# Warm Water Wade



## flyfishingmike (Nov 26, 2010)

My beautiful bamboo rod needed a fishing trip, so I headed out to the river for some warm water wading. There are many good shallow areas with hard gravel bottoms on the San Marcos river. Usually you can fish the deep holes and cuts where fish love to hang out. 

Lately the fish have been on the small size, but some of the most brilliant colors you have ever seen. 

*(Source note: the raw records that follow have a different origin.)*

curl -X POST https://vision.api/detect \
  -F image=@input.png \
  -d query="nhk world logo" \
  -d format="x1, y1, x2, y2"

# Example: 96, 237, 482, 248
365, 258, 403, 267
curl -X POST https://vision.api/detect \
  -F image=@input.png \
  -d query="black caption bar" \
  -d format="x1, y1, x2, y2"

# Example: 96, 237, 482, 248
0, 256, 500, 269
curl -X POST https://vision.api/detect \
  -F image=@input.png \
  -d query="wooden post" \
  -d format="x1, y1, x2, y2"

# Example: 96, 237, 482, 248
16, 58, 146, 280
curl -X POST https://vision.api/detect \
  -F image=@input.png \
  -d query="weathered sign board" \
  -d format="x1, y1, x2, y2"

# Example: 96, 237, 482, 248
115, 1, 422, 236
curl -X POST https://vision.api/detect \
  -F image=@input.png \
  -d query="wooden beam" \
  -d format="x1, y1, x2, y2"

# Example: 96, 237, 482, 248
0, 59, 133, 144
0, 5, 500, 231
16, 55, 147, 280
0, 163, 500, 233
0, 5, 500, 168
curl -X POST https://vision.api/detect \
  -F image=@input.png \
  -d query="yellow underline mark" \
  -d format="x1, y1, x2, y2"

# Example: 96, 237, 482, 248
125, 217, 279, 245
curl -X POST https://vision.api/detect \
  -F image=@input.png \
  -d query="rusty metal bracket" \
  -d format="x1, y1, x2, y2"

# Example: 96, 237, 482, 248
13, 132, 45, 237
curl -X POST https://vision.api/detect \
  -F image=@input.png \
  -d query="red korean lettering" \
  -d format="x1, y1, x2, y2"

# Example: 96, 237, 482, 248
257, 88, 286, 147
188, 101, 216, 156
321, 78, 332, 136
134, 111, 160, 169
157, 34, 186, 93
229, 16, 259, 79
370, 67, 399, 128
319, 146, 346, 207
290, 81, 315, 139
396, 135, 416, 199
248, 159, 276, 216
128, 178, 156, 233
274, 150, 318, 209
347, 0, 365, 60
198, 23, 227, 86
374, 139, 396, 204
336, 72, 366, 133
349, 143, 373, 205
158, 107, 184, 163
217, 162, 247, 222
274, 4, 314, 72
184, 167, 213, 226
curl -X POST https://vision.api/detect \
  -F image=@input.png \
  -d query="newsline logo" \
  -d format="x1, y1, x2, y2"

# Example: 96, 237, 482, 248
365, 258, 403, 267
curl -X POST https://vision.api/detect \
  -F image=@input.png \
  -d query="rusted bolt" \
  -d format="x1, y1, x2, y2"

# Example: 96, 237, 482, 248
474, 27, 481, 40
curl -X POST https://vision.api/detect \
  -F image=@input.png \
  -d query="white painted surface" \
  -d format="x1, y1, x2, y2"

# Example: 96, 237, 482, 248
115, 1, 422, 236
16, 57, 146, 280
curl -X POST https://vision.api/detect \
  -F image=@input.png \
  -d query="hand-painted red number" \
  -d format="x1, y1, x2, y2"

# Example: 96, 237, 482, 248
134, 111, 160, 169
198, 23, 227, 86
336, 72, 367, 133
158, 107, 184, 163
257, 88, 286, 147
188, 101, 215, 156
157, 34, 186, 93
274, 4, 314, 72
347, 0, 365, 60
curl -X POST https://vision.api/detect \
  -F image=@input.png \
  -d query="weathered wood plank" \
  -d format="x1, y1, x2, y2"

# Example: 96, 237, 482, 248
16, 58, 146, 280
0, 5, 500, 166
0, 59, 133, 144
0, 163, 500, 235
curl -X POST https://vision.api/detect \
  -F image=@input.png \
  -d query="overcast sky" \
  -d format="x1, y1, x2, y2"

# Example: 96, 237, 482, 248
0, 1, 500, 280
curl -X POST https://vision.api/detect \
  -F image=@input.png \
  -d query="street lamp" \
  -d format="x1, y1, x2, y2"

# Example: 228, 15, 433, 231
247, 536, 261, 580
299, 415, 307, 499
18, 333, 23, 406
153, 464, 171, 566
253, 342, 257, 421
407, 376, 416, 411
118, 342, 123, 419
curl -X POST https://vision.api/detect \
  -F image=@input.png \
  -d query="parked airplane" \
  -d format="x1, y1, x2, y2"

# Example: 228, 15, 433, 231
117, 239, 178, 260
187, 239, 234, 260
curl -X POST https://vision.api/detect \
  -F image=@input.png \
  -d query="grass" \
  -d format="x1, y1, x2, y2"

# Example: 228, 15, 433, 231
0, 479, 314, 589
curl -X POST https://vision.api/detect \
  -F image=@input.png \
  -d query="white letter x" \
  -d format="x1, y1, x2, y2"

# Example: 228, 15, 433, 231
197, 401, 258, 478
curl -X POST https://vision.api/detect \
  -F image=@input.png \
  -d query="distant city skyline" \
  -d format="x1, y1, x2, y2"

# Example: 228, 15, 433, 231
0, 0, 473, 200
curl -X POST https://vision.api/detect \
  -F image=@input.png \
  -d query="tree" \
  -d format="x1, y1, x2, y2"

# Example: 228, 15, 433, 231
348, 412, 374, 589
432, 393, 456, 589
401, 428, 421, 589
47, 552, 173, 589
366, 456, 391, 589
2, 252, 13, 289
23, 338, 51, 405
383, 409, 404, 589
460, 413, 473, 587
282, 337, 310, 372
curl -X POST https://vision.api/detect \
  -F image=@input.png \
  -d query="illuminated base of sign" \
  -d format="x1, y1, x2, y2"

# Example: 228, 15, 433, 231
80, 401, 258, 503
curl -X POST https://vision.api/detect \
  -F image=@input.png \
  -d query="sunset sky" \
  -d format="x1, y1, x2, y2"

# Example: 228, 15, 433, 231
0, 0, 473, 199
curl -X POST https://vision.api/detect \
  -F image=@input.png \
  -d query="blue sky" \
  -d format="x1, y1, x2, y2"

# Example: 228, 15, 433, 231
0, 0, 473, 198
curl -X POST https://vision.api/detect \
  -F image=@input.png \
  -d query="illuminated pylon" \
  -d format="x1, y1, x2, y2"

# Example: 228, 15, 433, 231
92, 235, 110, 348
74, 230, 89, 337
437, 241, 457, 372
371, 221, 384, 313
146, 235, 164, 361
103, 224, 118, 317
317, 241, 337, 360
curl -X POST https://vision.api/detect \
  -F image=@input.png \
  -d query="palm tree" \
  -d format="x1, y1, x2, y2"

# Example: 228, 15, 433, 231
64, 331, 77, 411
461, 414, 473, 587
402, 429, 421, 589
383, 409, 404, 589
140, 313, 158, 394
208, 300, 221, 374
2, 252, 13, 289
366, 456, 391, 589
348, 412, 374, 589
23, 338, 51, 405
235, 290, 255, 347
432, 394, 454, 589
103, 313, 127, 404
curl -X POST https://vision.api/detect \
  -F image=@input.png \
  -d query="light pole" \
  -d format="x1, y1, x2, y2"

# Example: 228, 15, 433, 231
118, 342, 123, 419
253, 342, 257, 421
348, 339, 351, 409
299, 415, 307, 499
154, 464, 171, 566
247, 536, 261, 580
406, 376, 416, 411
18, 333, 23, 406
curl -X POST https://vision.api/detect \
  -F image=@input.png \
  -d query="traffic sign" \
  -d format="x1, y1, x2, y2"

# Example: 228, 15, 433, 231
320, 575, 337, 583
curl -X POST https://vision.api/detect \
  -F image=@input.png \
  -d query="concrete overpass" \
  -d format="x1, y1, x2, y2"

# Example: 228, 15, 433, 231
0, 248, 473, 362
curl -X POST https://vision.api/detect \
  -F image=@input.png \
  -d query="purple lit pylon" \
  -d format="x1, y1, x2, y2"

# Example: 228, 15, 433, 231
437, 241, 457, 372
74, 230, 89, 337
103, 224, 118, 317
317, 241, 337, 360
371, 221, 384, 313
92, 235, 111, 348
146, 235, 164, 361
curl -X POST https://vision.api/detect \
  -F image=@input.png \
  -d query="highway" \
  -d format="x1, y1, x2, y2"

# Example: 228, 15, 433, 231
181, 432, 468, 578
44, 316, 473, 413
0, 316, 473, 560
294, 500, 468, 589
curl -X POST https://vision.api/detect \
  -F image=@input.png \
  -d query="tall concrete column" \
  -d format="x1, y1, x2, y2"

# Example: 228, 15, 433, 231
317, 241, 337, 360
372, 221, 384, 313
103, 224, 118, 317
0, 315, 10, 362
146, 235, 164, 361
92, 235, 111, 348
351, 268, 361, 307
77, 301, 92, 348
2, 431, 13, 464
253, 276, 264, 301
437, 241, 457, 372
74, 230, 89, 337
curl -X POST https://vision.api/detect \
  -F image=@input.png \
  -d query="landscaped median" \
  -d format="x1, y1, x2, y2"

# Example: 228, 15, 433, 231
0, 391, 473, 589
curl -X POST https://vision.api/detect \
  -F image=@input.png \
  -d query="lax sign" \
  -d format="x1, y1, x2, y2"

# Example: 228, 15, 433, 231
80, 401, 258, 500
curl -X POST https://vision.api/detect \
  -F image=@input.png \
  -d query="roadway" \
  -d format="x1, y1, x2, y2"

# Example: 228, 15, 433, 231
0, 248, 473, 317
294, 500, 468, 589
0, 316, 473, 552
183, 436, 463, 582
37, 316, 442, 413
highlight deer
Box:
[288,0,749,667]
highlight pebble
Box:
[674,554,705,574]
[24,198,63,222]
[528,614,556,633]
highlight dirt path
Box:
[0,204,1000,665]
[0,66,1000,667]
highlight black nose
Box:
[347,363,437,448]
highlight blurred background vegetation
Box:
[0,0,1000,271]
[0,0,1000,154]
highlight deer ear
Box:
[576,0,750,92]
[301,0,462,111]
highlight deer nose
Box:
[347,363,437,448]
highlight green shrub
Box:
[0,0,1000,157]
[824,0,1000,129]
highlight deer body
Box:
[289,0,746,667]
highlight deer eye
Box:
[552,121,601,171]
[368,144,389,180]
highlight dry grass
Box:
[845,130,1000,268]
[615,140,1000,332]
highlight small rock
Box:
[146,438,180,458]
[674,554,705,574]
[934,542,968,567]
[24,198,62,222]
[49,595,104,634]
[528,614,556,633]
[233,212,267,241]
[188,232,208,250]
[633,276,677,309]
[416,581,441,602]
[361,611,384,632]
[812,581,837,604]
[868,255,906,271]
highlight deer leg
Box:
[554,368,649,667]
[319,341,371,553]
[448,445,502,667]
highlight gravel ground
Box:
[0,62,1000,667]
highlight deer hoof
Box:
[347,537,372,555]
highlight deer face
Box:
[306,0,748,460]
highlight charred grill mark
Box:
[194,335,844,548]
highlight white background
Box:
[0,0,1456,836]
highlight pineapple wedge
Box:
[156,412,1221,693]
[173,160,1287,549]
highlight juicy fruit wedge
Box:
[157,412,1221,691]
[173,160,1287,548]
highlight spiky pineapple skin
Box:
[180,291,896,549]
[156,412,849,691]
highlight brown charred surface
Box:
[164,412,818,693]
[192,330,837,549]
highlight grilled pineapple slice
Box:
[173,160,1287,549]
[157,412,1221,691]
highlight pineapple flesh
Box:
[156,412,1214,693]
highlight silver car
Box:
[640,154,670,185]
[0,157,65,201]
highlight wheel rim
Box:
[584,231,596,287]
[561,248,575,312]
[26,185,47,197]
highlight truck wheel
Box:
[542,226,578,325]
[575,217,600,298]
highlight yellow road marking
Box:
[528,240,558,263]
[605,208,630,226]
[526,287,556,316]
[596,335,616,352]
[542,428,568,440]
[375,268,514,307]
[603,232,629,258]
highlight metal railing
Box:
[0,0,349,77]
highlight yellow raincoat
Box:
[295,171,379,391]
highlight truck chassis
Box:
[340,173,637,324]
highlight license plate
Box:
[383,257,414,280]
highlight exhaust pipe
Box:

Poppers have been hot, and the bead head nymphs are irresistible. The Slump Buster has also been a dependable fly. 

Let's go fishing


----------



## SaltMan (Jun 15, 2012)

Your the man Mike!


----------



## Chunky (Oct 15, 2006)

nice pics, well done.


----------



## vasculardude (Aug 3, 2011)

i never thought about it much but is the picture of the horsetail bamboo the same that is used for poles? if so, how is it "cured" or "hardened"? neat pics:question:


----------



## flyfishingmike (Nov 26, 2010)

vasculardude said:


> i never thought about it much but is the picture of the horsetail bamboo the same that is used for poles? if so, how is it "cured" or "hardened"? neat pics:question:


The plant pictured is "Equisetum", or horsetail. Used by settlers to scrub their dishes. It is the only surviving specie of the genus. Their used to be dense forests, now only found in fossil remains, many in coal deposits.

There are native bamboo, or "river cane" plants along the river. I will try to get a photo.

Much of the bamboo, used for fly rods, comes from China.


----------



## Cable (Jan 29, 2011)

Beautiful photos


----------